How to test: use curl to fetch your homepage and compare what you see to what loads in a browser. Or use Google's Rich Results Test, which shows the rendered vs. raw HTML. If your key content is missing from the raw HTML, AI crawlers cannot see it.
The Parsing Tax
Even when AI crawlers can access your site, there is a cost to complexity. Readable (formerly SonicLinker) coined the term "parsing tax": a typical business page might have 500+ lines of CSS, 200+ lines of JavaScript, but only 50 lines of actual meaningful content. AI agents must process everything to find those 50 lines. More noise means more extraction errors.
Page speed compounds this. AI crawlers operate under strict time budgets. Readable's analysis of crawl behavior found that a page with 5-second load time allows an AI to index about 6 pages in a session. A page with 1-second load time allows 30. Faster pages get more of your content into the AI's knowledge base.
The target: time to first byte (TTFB) under 200ms is excellent. Under 500ms is good. Over 2 seconds risks timeout, meaning the AI gives up and moves to the next source.
Readable also analyzed 2 million AI-agent requests across 100+ websites. None requested /llms.txt, the proposed standard for guiding AI understanding. AI agents just fetch standard pages: homepage, docs, pricing, blog. Do not waste time on special AI-only files. Make your real pages readable.
What AI Crawlers Want to See
Scrunch's analysis of what works for AI search optimization boils down to a simple principle: serve good HTML with lots of readable text, straight from the server.
Specifically:
- Clear heading structure. H1, H2, H3 tags that describe the content hierarchy. AI parsers use these to understand what each section is about.
- Server-rendered text. Key facts about your business in the initial HTML response. No JavaScript required to read them.
- Schema markup. JSON-LD in the page head that explicitly describes your business entity. LocalBusiness, Hotel, Restaurant, or whatever schema type matches. This is structured data that AI systems parse directly.

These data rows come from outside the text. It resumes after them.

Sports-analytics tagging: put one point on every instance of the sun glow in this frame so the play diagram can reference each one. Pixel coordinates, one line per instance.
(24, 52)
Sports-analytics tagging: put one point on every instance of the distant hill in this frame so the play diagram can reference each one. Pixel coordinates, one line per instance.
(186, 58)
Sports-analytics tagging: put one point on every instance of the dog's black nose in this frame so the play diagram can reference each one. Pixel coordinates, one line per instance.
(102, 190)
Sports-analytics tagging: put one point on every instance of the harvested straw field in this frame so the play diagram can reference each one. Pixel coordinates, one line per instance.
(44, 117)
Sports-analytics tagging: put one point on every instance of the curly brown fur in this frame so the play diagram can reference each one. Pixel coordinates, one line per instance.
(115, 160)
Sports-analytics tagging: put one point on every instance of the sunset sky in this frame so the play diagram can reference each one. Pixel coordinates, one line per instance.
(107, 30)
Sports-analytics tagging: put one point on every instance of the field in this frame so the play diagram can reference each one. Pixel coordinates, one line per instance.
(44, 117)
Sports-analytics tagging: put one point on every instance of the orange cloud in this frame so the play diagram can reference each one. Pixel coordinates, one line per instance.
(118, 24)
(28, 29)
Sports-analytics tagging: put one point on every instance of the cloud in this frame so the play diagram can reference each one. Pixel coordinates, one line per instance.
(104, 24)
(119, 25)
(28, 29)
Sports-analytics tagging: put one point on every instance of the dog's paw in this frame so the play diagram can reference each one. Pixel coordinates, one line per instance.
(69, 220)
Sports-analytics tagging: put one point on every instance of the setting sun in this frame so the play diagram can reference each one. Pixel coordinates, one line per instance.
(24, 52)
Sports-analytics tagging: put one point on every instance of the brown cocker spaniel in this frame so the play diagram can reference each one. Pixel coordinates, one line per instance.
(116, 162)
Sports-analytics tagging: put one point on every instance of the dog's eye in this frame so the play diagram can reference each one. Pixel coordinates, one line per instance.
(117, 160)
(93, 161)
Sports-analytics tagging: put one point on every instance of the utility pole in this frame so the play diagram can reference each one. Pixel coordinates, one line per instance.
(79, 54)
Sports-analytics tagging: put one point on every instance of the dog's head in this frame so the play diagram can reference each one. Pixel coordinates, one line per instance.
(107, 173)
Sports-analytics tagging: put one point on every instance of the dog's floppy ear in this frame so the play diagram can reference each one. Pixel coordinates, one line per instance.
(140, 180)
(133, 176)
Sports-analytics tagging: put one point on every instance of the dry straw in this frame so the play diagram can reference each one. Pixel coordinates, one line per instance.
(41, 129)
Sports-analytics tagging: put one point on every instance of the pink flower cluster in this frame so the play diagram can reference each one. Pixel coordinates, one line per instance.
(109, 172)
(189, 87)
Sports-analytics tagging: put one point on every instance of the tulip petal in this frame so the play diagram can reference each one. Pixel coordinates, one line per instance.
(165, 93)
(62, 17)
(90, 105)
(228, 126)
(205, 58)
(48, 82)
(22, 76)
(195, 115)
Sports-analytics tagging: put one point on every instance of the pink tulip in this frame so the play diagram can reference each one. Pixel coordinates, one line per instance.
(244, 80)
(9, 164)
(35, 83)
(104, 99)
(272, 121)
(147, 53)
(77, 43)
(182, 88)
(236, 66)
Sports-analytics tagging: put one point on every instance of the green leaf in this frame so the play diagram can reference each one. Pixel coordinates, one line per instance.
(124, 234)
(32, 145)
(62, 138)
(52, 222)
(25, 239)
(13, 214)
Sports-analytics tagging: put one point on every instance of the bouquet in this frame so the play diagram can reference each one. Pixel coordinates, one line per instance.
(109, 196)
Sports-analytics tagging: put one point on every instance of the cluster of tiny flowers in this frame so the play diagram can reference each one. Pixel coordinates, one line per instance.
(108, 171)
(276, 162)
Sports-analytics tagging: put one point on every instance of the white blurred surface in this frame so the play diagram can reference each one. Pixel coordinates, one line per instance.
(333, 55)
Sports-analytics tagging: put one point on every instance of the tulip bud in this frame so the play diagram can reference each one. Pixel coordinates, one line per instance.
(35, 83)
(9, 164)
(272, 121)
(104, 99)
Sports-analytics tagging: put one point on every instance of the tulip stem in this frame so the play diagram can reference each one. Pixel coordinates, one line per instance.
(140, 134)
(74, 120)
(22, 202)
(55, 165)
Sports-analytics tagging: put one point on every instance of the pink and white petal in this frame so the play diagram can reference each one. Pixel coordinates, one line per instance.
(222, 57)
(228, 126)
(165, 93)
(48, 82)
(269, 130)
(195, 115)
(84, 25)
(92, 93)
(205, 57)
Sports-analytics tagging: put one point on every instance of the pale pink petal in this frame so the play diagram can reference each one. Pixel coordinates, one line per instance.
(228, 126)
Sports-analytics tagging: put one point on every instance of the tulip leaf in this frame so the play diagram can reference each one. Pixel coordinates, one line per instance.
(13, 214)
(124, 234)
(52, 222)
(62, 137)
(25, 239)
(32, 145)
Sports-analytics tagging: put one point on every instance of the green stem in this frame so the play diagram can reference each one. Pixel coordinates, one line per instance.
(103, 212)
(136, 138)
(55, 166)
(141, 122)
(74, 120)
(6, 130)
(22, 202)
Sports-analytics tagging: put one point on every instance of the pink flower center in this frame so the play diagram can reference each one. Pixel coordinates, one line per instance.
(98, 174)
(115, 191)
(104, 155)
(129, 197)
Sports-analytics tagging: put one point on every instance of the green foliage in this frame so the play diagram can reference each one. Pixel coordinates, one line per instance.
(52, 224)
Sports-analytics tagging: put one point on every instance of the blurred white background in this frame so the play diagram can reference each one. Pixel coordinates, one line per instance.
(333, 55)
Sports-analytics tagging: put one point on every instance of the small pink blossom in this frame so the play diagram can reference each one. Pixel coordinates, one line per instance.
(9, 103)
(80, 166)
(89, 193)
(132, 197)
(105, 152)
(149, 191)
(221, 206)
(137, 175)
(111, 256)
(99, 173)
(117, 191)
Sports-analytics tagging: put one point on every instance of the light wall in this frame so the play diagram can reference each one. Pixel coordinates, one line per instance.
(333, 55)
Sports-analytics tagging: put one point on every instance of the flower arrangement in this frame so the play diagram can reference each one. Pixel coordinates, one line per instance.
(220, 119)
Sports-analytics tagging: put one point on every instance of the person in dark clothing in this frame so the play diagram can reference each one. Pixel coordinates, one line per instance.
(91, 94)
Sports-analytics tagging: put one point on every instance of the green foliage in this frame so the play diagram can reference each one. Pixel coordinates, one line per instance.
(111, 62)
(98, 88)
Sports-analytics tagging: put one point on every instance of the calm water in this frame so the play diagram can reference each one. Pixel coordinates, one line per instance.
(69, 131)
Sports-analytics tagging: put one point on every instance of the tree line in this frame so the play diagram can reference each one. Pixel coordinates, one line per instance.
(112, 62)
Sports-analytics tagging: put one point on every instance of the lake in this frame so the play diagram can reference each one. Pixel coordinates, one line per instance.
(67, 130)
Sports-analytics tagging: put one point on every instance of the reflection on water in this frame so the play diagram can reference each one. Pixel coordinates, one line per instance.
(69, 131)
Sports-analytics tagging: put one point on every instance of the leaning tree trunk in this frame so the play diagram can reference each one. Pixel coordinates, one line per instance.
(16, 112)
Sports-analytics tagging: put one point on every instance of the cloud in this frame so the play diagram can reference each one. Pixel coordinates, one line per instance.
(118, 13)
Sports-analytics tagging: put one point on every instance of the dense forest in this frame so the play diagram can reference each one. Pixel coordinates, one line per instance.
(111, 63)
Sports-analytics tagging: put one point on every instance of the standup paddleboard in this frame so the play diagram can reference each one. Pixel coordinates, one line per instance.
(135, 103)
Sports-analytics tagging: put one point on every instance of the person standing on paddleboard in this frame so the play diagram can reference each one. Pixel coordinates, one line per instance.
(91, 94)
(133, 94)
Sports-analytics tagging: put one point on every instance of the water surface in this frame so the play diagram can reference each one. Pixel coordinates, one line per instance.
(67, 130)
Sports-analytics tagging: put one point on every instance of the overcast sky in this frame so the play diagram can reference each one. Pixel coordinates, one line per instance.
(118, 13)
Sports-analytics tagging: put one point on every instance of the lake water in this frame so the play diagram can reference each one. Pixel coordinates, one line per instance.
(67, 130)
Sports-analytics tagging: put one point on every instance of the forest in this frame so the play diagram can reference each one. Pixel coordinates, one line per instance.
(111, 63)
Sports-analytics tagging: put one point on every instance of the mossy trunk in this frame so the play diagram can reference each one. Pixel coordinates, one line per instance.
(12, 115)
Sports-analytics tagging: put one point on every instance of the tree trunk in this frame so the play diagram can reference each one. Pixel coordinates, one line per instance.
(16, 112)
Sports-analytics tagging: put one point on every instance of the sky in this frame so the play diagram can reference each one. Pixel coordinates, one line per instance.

- Minimal navigation clutter. AI crawlers extract content from the entire page. If 60% of your page is navigation, footer links, and sidebar widgets, the signal-to-noise ratio drops.
- Text alternatives for media. Alt text on images. Transcripts for videos. AI crawlers cannot see images or play videos.
The Schema Markup Priority
If you do one thing from this article, add JSON-LD schema markup to your homepage. This is the highest-signal, lowest-effort change you can make for AI visibility.
Schema markup is a block of code in your page's <head> that explicitly tells machines: "This is a hotel. It is located here. Check-in is at this time. It has these amenities. Here is the phone number."
You are not hoping the AI will figure this out from your prose. You are telling it directly in a format designed for machine consumption.
Example for a hotel:
{
"@context": "https://schema.org",
"@type": "Hotel",
"name": "Your Hotel Name",
"address": {
"@type": "PostalAddress",
"streetAddress": "123 Main St",
"addressLocality": "Your City",
"addressRegion": "Your State",
"postalCode": "12345"
},
"checkinTime": "14:00",
"checkoutTime": "11:00",
"amenityFeature": [
{"@type": "LocationFeatureSpecification", "name": "Pool"},
{"@type": "LocationFeatureSpecification", "name": "Restaurant"}
],
"starRating": {"@type": "Rating", "ratingValue": "4"},
"telephone": "+1-234-567-8900"
}
For a restaurant, use Restaurant. For a SaaS product, use SoftwareApplication. The schema types exist for nearly every business category.
The Audit Checklist
- Check your robots.txt. Are you blocking GPTBot, Google-Extended, or PerplexityBot?
- Check your CDN settings. Is bot protection catching AI crawlers?
- Curl your homepage. Is your key business content in the raw HTML?
- Check for schema markup. Is there JSON-LD in your page head?
- Test with Google's Rich Results Test. Does your structured data validate?
Most of these checks take less than ten minutes. The fixes may take longer, depending on your tech stack. But knowing the problem is the first step.